It would give the appearance of a 400mm f6.4
How do come to that conclusion? By my math it's more like a 480mm f4 lens. Despite what some Youtube sites of dubious merit say the crop factor does not affect a lenses aperture, it is a physical property of the lens and set in stone the same way the focal length is. It does however affect the DOF and this is probably where the confusion come from.
Yes, he's talking about "equivalence", and what a 300mm f/4 lens looks like on a Canon APS-C camera, compared against FF aka 135 format, which this site says is like a 480mm f/6.3 lens when shot on FF.
Depth of Field Angle and Field of View and Equivalent Lens Calculator - Points in Focus Photography
The smaller capturer format yields deeper depth of field than a larger capture format does, so the 300mm lens, while always 300mm, is longer in relation to a smaller sensor than it is to a bigger sensor, and on that smaller sensor, it produces more depth of field than it does whewn used on a bigger sensor. The crop-sensor cameras don't quite blow out the backgrounds as much as FF cameras do, but still, they do work, and give good effective "reach". If you have credentials/access, 300mm on 1.6x or 1.5x is often simply TOO long, except to do rather cliche
single athlete isolated stuff half of the time. The smaller format does give you a little bit more DOF for "fudge factor" on focusing errors though.

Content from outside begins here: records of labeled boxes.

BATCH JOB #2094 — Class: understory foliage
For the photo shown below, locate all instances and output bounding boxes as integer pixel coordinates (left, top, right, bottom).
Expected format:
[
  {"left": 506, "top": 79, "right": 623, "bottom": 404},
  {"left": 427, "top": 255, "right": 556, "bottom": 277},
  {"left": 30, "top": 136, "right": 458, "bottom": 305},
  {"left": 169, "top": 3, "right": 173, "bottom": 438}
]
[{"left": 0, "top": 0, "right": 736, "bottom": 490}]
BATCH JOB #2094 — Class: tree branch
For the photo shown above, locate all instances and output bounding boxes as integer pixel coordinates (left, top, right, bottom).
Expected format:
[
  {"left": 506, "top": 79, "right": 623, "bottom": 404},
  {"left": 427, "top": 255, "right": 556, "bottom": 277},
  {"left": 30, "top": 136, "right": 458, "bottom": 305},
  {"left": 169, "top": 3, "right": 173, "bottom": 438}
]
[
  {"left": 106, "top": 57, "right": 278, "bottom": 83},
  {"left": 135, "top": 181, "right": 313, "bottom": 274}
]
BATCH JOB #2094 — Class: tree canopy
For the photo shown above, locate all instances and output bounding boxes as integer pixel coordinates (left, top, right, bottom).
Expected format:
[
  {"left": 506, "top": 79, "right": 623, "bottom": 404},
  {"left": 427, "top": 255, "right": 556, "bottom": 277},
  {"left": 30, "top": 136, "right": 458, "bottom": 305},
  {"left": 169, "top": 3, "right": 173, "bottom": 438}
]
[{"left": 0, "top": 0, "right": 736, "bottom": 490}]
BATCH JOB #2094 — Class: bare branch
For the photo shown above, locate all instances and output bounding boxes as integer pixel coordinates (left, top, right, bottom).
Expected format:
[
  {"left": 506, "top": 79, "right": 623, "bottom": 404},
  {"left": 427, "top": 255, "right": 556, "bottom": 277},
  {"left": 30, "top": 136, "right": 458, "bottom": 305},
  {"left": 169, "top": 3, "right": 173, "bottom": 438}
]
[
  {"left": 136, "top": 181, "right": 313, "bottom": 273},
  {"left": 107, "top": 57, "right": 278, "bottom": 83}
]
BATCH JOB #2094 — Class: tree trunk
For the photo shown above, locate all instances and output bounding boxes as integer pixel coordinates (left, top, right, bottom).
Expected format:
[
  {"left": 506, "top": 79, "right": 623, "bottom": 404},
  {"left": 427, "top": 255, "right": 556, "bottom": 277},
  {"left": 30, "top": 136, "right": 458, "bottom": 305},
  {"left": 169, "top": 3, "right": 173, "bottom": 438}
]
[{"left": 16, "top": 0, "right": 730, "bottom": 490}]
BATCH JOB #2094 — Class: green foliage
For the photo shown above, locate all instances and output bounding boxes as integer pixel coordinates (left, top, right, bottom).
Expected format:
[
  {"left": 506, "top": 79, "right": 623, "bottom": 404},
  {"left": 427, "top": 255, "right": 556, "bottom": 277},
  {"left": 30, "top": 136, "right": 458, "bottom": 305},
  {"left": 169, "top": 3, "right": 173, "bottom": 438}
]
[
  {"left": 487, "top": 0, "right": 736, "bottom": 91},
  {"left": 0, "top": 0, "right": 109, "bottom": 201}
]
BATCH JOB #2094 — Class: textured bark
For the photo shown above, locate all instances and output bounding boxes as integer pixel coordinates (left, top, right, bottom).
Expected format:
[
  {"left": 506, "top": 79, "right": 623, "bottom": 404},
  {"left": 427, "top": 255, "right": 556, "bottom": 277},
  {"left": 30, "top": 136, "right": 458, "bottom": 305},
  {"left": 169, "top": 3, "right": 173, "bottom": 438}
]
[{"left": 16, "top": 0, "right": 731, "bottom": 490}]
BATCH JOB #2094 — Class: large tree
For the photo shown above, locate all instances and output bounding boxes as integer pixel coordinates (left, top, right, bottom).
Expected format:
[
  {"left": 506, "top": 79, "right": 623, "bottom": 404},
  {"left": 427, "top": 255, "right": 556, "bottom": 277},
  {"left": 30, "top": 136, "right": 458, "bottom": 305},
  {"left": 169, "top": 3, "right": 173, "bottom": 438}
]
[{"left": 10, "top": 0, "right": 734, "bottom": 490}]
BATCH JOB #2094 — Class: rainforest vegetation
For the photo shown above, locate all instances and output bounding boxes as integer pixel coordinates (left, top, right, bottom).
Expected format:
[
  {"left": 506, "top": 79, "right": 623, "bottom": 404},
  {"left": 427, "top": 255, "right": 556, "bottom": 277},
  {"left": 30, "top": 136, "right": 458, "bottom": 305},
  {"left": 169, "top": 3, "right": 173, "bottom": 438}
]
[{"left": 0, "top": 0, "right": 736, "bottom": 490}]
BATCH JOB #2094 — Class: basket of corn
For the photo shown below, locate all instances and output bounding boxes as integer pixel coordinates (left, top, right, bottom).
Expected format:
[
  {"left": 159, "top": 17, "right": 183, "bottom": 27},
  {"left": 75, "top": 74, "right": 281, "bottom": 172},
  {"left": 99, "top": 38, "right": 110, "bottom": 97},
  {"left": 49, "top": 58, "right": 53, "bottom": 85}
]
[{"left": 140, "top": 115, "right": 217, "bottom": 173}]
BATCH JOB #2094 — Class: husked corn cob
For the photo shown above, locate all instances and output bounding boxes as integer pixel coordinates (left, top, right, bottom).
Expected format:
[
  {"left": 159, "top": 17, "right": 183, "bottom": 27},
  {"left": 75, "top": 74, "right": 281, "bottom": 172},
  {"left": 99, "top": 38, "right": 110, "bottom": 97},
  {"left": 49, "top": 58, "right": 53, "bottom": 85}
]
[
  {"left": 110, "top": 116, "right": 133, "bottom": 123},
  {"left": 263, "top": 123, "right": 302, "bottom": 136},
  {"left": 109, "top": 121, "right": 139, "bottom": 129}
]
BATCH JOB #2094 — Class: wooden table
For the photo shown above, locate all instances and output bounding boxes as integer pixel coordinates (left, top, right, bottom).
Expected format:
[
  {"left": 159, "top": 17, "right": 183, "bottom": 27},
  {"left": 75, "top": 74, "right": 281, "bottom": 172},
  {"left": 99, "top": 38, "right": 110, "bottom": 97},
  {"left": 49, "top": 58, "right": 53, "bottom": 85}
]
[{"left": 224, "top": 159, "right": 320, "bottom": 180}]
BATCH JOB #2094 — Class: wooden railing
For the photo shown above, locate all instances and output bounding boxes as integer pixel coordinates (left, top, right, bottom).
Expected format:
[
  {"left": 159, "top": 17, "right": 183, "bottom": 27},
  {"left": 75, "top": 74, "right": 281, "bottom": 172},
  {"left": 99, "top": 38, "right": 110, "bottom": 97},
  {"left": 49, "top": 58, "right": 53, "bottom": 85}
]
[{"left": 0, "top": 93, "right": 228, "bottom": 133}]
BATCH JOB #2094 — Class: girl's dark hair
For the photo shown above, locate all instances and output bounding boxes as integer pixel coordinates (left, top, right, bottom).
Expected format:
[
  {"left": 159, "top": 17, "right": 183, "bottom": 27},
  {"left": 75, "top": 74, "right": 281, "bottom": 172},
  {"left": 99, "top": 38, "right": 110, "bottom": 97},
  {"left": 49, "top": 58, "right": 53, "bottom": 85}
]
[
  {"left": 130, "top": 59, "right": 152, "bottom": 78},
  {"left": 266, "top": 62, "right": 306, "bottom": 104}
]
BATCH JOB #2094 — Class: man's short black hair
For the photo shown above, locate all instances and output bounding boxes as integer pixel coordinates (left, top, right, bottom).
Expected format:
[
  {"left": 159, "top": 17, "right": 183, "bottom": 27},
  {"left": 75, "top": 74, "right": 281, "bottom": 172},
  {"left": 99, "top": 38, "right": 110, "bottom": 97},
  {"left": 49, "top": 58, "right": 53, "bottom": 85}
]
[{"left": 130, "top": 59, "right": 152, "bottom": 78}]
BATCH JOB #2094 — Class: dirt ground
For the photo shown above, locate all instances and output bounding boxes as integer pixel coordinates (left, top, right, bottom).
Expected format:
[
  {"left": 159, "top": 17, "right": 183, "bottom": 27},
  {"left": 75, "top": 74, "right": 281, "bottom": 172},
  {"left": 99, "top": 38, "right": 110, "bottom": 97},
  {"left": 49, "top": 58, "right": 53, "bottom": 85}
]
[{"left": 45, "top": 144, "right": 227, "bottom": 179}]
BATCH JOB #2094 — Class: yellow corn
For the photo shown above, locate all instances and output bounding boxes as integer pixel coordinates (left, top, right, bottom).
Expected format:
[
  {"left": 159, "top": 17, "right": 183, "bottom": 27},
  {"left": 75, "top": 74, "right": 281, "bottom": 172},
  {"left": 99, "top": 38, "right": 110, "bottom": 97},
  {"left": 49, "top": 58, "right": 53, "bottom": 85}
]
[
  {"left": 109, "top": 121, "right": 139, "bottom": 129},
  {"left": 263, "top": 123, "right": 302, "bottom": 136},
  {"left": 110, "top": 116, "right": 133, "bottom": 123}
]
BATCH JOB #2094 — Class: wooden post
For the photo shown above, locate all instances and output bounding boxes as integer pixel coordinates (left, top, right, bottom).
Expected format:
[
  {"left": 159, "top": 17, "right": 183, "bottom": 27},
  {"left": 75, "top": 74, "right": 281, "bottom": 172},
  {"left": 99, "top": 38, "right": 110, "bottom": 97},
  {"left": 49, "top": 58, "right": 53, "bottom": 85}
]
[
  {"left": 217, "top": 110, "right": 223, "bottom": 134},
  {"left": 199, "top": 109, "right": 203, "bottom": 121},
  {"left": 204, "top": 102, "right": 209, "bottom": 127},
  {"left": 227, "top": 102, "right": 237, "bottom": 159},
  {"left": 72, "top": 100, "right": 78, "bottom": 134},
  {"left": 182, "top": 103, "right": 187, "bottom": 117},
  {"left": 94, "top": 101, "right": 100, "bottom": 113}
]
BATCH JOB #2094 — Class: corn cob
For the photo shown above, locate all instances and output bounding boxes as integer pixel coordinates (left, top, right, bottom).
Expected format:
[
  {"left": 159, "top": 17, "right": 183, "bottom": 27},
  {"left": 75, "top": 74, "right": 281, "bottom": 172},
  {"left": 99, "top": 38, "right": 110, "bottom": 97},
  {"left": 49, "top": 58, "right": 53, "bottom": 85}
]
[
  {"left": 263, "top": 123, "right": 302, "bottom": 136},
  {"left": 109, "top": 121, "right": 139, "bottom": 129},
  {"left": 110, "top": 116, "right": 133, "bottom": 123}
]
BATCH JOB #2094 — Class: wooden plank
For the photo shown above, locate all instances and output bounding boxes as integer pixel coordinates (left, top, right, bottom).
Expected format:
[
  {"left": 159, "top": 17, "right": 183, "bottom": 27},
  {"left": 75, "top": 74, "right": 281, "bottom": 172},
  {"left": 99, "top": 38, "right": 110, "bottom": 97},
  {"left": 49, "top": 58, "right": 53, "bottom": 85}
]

I dunno...I've used a 300mm lens, either and f/4 or an f/2.8 for field sports: track and field, baseball, softball, soccer...it's not nearly as handy as a fast zoom lens, because in many places, it's too LONG ofg a lens, with too narrow a field of view from the field! When the athletes are close, all you get is a tight shot, and often no feet...it's not always the best picture. No zoom leads to shooting what the LENS can do best, and can become an exercise in shooting safely, and shooting cliches, over and over. On field sports like say soccer, 300mm is fine if the action is more distant, but when it comes closer, you will want a second body with a much,much shorter lens.
In baseball, 300mm is fine for shooting from the 3rd base line in the stands, but it's too long for shooting from the dugout and trying to cover 1st base. It's not really long enough to shoot the outfielders
close up and personal, but you can crop those files! The plus is the lens is light-ish,. and SHARP, and faster (f/4) than most other ways to get to 300mm actual length.